Surges in sales of those items are a stark contrast to the country’s private consumption that dived 5 percent in 2020, which logged the largest yearly drop since 1998.
“Last year’s data on special consumption taxes showed that Koreans’ consumption patterns have changed amid the prolonged pandemic. This is attributed to a rapid growth in values of assets and a rising number of people who turned to ‘revenge spending’ to make up for missed shopping during the COVID-19 outbreak,” Rep. Suh said.
Sales of camping vehicles were estimated at 93.7 billion won last year, based on calculations of a 5 percent individual consumption tax levied on such automobiles. As overseas travel was almost impossible due to concerns about COVID-19, camping became a popular alternative.

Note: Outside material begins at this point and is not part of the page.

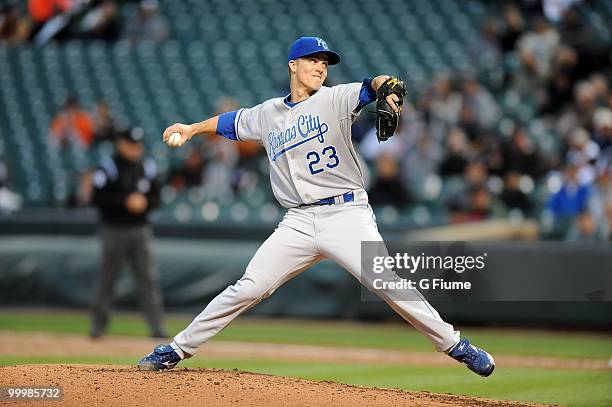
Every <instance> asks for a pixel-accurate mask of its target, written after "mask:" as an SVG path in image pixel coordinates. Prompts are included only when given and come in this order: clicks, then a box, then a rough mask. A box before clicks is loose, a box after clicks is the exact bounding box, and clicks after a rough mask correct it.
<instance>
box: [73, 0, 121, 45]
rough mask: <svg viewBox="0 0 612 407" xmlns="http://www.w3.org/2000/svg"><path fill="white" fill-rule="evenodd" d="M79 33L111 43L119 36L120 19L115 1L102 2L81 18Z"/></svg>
mask: <svg viewBox="0 0 612 407" xmlns="http://www.w3.org/2000/svg"><path fill="white" fill-rule="evenodd" d="M79 31H80V32H81V33H82V35H83V36H85V37H87V38H92V39H98V40H106V41H113V40H116V39H118V38H119V35H120V34H121V19H120V16H119V8H118V6H117V2H116V1H115V0H103V1H102V2H101V3H100V4H99V5H98V6H96V7H94V8H93V9H91V10H90V11H89V12H88V13H87V14H85V16H84V17H83V19H82V21H81V23H80V28H79Z"/></svg>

On the other hand, individual consumption taxes imposed on the local gambling industry and nightlife businesses declined sharply in 2020 amid protracted social distancing rules, the data showed.
The consumption taxes collected from operators of sports gambling-related businesses, including horse racing, bicycle racing and motorboat racing, nose-dived 85.8 percent on-year to 3.6 billion won.
The figure for casino operators plummeted 79.3 percent from a year ago to 3.7 billion won last year. The tax payments from owners of bars, clubs and other nightlife businesses nearly halved from a year earlier to 38.2 billion won as well.